This is the GitHub Repository for the Final Project of the discipline DS-GA 1019 - Advanced Python for Data Science at New York University (Spring 2023).
Authors:
- Jennifer Rodriguez-Trujillo (NYU CDS 2023 - jr5951@nyu.edu)
- Joseph Schuman (NYU CDS 2023 - js12580@nyu.edu)
- Khevna Parikh (NYU CDS 2023 - kp2936@nyu.edu)
- Kristin Mullaney (NYU CDS 2023 - kmm9492@nyu.edu)
- Rodrigo Kreis de Paula (NYU CDS 2023 - rk4197@nyu.edu)
- Sarvesh Patki (NYU CDS 2023 - ssp6603@nyu.edu)
Summary:
This project aims to use optimization techniques to improve the performance of a logistic regression model.

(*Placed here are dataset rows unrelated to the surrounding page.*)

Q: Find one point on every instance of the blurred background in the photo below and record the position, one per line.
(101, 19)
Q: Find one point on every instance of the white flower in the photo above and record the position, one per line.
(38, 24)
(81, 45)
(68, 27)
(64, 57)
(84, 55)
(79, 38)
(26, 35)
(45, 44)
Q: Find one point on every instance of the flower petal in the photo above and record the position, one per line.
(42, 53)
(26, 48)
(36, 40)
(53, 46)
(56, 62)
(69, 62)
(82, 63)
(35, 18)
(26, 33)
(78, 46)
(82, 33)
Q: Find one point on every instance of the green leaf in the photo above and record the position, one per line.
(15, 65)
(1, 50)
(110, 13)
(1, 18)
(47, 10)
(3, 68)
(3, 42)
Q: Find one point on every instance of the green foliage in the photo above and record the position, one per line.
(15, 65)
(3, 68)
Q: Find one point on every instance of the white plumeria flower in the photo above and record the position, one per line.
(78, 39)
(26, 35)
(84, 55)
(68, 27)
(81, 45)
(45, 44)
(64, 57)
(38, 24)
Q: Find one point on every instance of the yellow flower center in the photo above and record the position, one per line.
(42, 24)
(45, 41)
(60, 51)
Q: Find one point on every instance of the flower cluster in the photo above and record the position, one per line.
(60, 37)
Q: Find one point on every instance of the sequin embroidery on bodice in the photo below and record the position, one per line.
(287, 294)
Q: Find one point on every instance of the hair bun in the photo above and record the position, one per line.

This model predicts whether a customer will default on their credit card payments within 120 days, which is crucial for managing risk in a consumer lending business. By optimizing the code, the project hopes to effectively analyze extensive and complex data to quickly identify future defaults, leading to cost savings for businesses and consumers. The project will utilize techniques such as line profiling, minimizing repetitive for-loops, vectorization through NumPy, Python Jax, and Numba to improve the code's performance. The focus of the project is not on the actual model itself but rather on how well the code can be optimized to process the dataset efficiently.
Keywords:
Parallel Computing - Python - Numba - Cython - NumPy - Jax
Licence:
This repo is licenced under the MIT Licence. See "LICENCE" for more details.